Both BlackRock and Envestnet “have big, powerful brands, market share and distribution power, so it’s almost inevitable that they would cross paths,” the consultant added. With BlackRock as a powerful product maker and Envestnet owning a powerful pipeline to advisors, “This is a killer combination.”

“We are in the early innings of a bigger, broader game,” said Welsh, in which technology is driving the distribution of assets onto platforms that are used by advisors and investors.

And BlackRock’s acquisition of an Envestnet stake reminds the consultant of what insurers did a few decades ago — buying broker-dealers, so they could have a distribution network for their annuity products. The difference, though, is that “technology has no conflict of interest or regulatory problems, so this [latest deal] can work” longer term.

“It’s just day one,” said Welsh, who thinks BlackRock will likely buy more shares of Envestnet “as part of the digitization of wealth management.”

How It Happened

When asked how the deal came together, Crager points to Envestnet’s “long-term relationship” with BlackRock and a pilot project that involved a couple hundred advisors at two broker-dealers.

After Envestnet did some integration of BlackRock’s iRetire onto its platforms, its executives had a “wow” moment as more and more advisors started to adopt the tool and use it more than expected.

The two firms then got together to explore what steps they should take next. “BlackRock wanted to solidify the partnership, and they saw an investment in us as a way to fund their vision and support the model and platform,” Crager explained.

For Envestnet, “The next phase is full integration [of more BlackRock technology], which we are planning releases of … through the end of next year,” the executive said.

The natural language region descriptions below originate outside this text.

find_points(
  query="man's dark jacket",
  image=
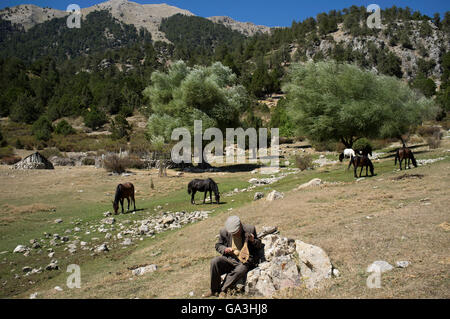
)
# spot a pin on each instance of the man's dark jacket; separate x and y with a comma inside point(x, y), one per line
point(225, 240)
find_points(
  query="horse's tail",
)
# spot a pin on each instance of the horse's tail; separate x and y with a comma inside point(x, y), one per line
point(118, 191)
point(413, 160)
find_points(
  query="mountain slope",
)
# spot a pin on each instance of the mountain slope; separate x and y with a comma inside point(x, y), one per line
point(148, 16)
point(246, 28)
point(29, 15)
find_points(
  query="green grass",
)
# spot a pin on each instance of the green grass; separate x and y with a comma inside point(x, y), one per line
point(71, 210)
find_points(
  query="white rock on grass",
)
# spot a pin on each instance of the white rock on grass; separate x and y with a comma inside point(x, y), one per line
point(315, 265)
point(402, 264)
point(282, 269)
point(379, 266)
point(313, 182)
point(258, 195)
point(127, 242)
point(20, 249)
point(101, 248)
point(143, 270)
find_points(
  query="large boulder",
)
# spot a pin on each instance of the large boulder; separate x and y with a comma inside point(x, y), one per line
point(34, 161)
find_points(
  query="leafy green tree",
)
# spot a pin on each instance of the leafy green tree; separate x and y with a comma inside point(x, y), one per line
point(42, 129)
point(184, 94)
point(331, 101)
point(425, 85)
point(26, 109)
point(120, 127)
point(94, 118)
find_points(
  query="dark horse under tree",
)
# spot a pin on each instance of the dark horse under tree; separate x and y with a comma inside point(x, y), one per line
point(204, 185)
point(123, 191)
point(361, 161)
point(406, 154)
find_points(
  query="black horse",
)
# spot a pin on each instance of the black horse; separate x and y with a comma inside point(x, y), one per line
point(123, 191)
point(204, 185)
point(406, 154)
point(361, 161)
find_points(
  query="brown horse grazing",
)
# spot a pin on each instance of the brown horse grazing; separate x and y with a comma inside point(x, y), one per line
point(361, 161)
point(406, 154)
point(123, 191)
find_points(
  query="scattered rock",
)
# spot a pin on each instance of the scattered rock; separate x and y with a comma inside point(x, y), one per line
point(313, 182)
point(258, 196)
point(143, 270)
point(109, 221)
point(281, 268)
point(127, 242)
point(379, 266)
point(101, 248)
point(402, 264)
point(315, 265)
point(20, 249)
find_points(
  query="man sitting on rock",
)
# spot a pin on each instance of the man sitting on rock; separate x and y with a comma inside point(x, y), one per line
point(238, 245)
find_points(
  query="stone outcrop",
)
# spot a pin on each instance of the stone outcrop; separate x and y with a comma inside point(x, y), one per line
point(34, 161)
point(288, 263)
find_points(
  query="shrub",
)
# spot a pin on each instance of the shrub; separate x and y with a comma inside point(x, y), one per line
point(19, 145)
point(64, 128)
point(362, 144)
point(115, 164)
point(94, 118)
point(120, 128)
point(330, 146)
point(42, 129)
point(2, 141)
point(135, 162)
point(304, 162)
point(381, 143)
point(25, 109)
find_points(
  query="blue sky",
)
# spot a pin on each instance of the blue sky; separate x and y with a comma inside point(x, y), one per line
point(270, 13)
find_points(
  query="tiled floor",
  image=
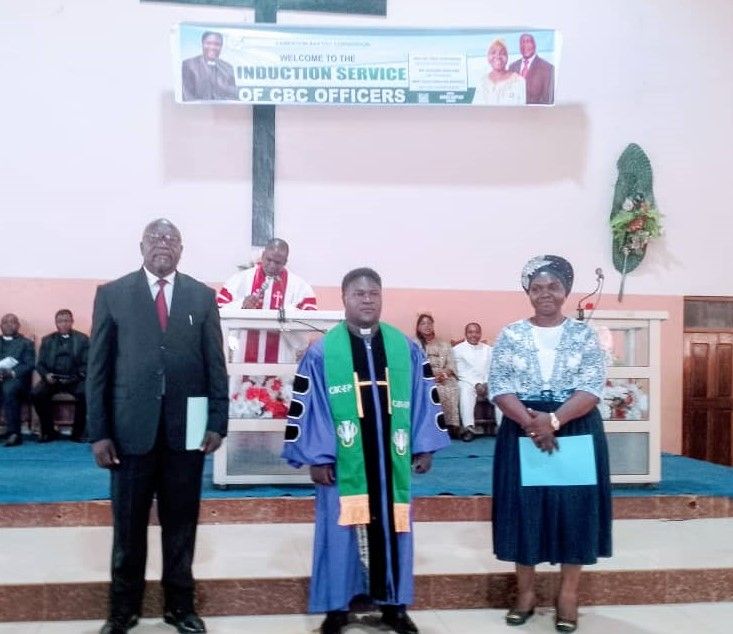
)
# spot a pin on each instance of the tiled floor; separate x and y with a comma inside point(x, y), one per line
point(699, 618)
point(284, 550)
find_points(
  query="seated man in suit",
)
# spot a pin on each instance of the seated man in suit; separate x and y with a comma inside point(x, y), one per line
point(17, 356)
point(62, 366)
point(473, 358)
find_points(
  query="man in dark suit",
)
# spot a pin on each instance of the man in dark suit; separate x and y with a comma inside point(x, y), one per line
point(17, 357)
point(206, 77)
point(155, 345)
point(62, 366)
point(538, 73)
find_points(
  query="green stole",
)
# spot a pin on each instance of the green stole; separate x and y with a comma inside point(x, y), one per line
point(344, 396)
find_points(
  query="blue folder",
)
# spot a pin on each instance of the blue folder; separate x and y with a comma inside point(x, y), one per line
point(197, 415)
point(574, 463)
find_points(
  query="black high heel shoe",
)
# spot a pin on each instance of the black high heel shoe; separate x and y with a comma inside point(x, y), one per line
point(518, 617)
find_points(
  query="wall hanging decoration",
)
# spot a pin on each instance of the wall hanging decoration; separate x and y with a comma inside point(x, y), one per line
point(635, 219)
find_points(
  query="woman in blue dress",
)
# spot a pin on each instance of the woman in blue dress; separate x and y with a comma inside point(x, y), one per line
point(547, 376)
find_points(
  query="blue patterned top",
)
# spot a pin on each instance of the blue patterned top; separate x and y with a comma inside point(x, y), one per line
point(515, 367)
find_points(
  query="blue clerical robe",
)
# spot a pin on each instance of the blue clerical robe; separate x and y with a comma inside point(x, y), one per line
point(339, 572)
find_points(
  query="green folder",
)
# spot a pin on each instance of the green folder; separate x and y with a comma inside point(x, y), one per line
point(197, 415)
point(573, 464)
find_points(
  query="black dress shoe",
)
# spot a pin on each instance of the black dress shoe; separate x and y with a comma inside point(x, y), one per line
point(119, 624)
point(14, 440)
point(334, 622)
point(184, 621)
point(398, 620)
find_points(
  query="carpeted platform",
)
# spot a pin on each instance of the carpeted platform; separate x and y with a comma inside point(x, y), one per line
point(65, 472)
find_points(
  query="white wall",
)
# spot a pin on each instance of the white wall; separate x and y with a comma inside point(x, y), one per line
point(92, 146)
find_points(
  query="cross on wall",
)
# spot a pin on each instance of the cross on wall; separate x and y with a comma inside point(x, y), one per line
point(263, 117)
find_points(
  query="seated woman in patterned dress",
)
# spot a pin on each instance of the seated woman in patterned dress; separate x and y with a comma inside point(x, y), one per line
point(547, 376)
point(440, 356)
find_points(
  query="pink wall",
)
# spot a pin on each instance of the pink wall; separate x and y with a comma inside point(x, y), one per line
point(36, 300)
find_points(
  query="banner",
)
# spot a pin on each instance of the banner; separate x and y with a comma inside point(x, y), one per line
point(286, 65)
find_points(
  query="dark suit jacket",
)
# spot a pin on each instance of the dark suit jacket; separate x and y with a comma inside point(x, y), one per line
point(540, 80)
point(136, 371)
point(49, 348)
point(22, 350)
point(203, 81)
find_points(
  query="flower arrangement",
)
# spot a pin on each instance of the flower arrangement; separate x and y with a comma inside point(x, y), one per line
point(635, 224)
point(260, 397)
point(623, 401)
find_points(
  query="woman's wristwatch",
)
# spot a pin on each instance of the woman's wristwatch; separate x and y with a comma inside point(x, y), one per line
point(554, 421)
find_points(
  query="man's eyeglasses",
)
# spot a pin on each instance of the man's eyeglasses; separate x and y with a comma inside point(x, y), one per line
point(162, 237)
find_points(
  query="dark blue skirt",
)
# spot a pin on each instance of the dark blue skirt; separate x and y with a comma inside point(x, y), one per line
point(556, 524)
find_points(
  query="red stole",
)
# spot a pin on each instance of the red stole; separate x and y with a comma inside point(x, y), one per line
point(277, 298)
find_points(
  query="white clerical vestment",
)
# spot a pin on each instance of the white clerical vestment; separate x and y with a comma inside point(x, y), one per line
point(287, 290)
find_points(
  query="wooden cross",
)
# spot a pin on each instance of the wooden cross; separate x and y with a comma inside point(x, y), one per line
point(263, 117)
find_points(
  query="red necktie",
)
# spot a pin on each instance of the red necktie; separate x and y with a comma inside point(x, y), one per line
point(160, 306)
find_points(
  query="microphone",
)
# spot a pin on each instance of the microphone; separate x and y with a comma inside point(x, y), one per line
point(598, 289)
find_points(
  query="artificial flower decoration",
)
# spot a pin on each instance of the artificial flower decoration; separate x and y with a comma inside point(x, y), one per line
point(635, 219)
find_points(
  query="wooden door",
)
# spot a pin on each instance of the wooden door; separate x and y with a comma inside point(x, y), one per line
point(708, 396)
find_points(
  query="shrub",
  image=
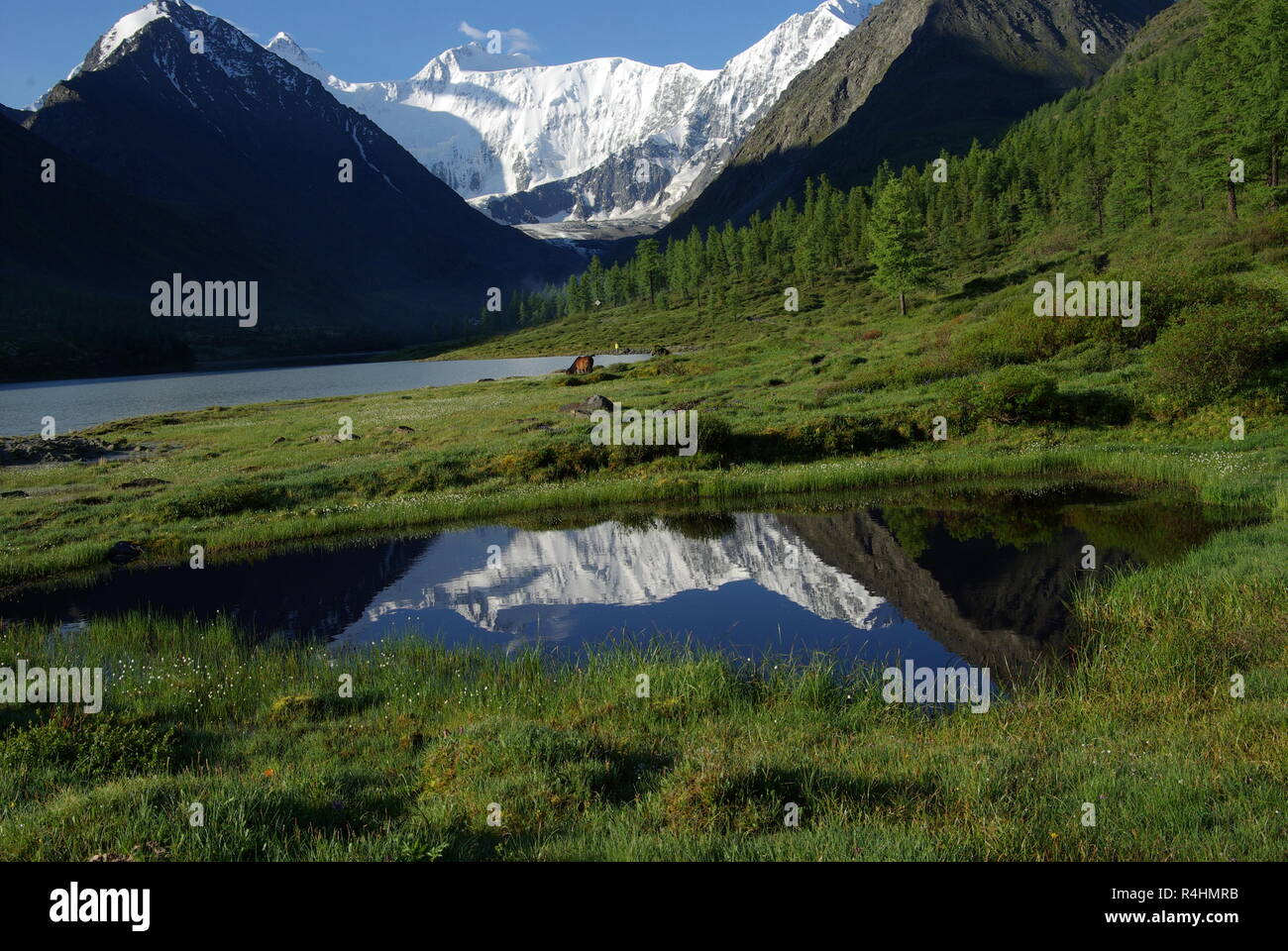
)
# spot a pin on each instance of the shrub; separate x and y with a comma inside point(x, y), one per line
point(1214, 352)
point(90, 748)
point(1017, 394)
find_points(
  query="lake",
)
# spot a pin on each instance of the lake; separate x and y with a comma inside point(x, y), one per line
point(977, 579)
point(78, 403)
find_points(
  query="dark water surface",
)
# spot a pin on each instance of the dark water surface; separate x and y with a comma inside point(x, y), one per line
point(978, 579)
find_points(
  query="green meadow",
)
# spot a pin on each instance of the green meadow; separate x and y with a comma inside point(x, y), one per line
point(1168, 716)
point(837, 397)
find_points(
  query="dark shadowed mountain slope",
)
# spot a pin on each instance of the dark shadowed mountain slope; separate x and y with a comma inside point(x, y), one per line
point(914, 79)
point(248, 149)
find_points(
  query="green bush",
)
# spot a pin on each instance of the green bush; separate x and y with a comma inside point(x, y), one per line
point(90, 748)
point(1017, 394)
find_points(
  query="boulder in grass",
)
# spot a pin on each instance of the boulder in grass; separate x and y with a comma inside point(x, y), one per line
point(585, 409)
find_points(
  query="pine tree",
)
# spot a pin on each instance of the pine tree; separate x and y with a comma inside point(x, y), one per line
point(897, 244)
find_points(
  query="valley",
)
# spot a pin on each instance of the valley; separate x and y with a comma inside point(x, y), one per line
point(915, 442)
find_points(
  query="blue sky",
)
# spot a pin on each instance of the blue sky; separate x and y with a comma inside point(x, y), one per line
point(43, 40)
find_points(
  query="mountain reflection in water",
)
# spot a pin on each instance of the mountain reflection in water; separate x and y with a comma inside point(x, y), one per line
point(943, 585)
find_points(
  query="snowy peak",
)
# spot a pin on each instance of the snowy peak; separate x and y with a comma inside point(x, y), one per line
point(851, 12)
point(472, 56)
point(291, 52)
point(181, 14)
point(595, 140)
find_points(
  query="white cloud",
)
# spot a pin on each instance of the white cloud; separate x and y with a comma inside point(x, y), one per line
point(519, 40)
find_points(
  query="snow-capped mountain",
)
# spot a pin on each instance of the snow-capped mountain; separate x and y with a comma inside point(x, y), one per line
point(597, 140)
point(283, 185)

Crager insists that deal with BlackRock “does not create a bias … and we remain completely open architecture and open to partnerships with all asset managers to deliver to the best for all our advisors.”

In general, he explained, “Technology will draw more advisors and more assets flows” to platform providers, and that benefits all asset managers.”

The combination of the two firms “really signals a future for financial advisors who are tech supported. [It’s about] more driving capabilities and the scaling of human advice to deliver better outcomes for clients,” Crager said. “That is our purpose, and the news shows the progress of our ability to achieve it.”

‘Tech Is Driving Everything’

Other industry players are upbeat on the significance of the BlackRock-Envestnet partnership. “It’s another data point that reconfirms that financial advisors are demanding a better tech experience,” said Mike McDaniel, co-founder and chief investment officer of Riskalyze.  

In response to this and other changes in the marketplace, firms are “being creative,” McDaniel explained. “Demand percolates. It starts with the advisor, moves on to the home office, and then those in the home office say what they will do about it.”

Advisors and their firms “look to us and other platforms to satiate the demand [for technology]; they need lots of partners to help to deliver the experience” that advisors desire, he said.

Riskalyze, which focuses on helping advisors who embrace the “rep as portfolio manager” approach, works with a variety of “advisor-centric” asset managers, according to McDaniel. For instance, it partners with BlackRock, First Trust and American Funds, which create core portfolio models that advisors build satellite programs around.

While the tech firm has not sold a stake to an asset manager or other outside organization, “We do feel the demand for that,” he said, adding that Riskalyze technology is used by about 20,000 financial professionals.

This week’s BlackRock-Envestnet new is “exciting,” according to McDaniel. “It’s about two [firms] we partner with, and we love to see action that continues to prove what we see in our data: Tech is driving everything from asset flows to recruiting to better investing decisions … distribution and more.”